The one assignment that I gave my incoming group of fifth graders was to read Wonder by RJ Palacio. This book has launched the “Choose Kind” movement. I want to ask my kids what they are going to choose for themselves this year. If they have a choice between right and popular, hard and easy, challenge and status quo – what would they choose? These words will become our targets: the things we aim for throughout the year. I want to incorporate these words into a large piece of group art: something beautiful and meaningful for the children to collaborate on together and make their mark as fifth graders.
I want to share this quote with my class to help them think about the word they will choose.
I am looking forward to combining their words with their images to make something magnificent for our wall. I am toying with the idea of also sharing one of my favorite poems, “Why the Caged Bird Sings” by Maya Angelou. I love it. Love it. I think that also will have to be shared – it’s themes of bravery, dreams, hope, strength and courage are all traits I want to build in my kids this year.

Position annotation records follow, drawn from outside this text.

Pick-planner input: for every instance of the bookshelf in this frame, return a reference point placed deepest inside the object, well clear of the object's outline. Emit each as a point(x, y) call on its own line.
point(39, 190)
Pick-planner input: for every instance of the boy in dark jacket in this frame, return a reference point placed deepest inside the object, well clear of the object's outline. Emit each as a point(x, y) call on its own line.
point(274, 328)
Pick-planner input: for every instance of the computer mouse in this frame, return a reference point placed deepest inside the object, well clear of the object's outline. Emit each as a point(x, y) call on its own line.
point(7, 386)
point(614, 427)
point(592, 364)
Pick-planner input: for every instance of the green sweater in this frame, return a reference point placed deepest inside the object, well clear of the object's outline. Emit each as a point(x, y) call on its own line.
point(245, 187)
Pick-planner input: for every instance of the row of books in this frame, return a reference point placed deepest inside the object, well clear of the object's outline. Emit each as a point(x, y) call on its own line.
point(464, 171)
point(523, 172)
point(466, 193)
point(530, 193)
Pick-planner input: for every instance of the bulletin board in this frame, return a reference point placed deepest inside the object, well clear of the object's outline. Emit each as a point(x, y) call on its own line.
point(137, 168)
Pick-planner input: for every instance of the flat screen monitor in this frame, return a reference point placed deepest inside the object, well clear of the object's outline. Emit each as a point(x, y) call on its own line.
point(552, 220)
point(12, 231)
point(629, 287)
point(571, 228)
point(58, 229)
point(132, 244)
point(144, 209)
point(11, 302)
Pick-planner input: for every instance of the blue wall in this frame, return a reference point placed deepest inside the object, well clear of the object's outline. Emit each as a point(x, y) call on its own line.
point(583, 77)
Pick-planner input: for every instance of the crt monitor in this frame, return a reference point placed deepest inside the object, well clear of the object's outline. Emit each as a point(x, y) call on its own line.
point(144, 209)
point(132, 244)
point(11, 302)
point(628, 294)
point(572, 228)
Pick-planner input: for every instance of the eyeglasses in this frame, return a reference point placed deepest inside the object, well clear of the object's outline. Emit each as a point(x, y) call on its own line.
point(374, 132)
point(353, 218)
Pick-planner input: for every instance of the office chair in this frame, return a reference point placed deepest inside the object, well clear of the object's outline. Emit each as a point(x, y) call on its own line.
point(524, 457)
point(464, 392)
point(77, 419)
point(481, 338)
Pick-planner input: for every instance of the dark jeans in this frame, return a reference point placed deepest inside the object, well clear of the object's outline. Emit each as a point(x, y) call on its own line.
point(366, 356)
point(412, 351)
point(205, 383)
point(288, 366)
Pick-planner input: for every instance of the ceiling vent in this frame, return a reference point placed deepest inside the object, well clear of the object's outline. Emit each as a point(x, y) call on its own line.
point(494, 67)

I don’t even know if we have any lego at school – but we should! I just read a really cool article about a 23 year old from Illinois who has become the fourth Lego Master Model Builder in the United States. He now works at LegoLand. Here is the video application he sent out to Legoland in order to be considered for the job. In the video, listen to him describe all the ways lego can be used to foster and strengthen imagination, creativity, passion, innovation and ideas:
I love it! I have done a quick look and in some places, universities and colleges will loan out kits of lego for schools for a 3 to 4 week time period with a refundable security deposit. I don’t know if we have something like that in Boise, but I want to find out!
Ultimately, my goal is to start the first day and first week off the way I mean to continue: with challenge, collaboration, technology, innovation, thinking, creating, connecting and playing. Lots and lots of playing.
How will you start the new school year?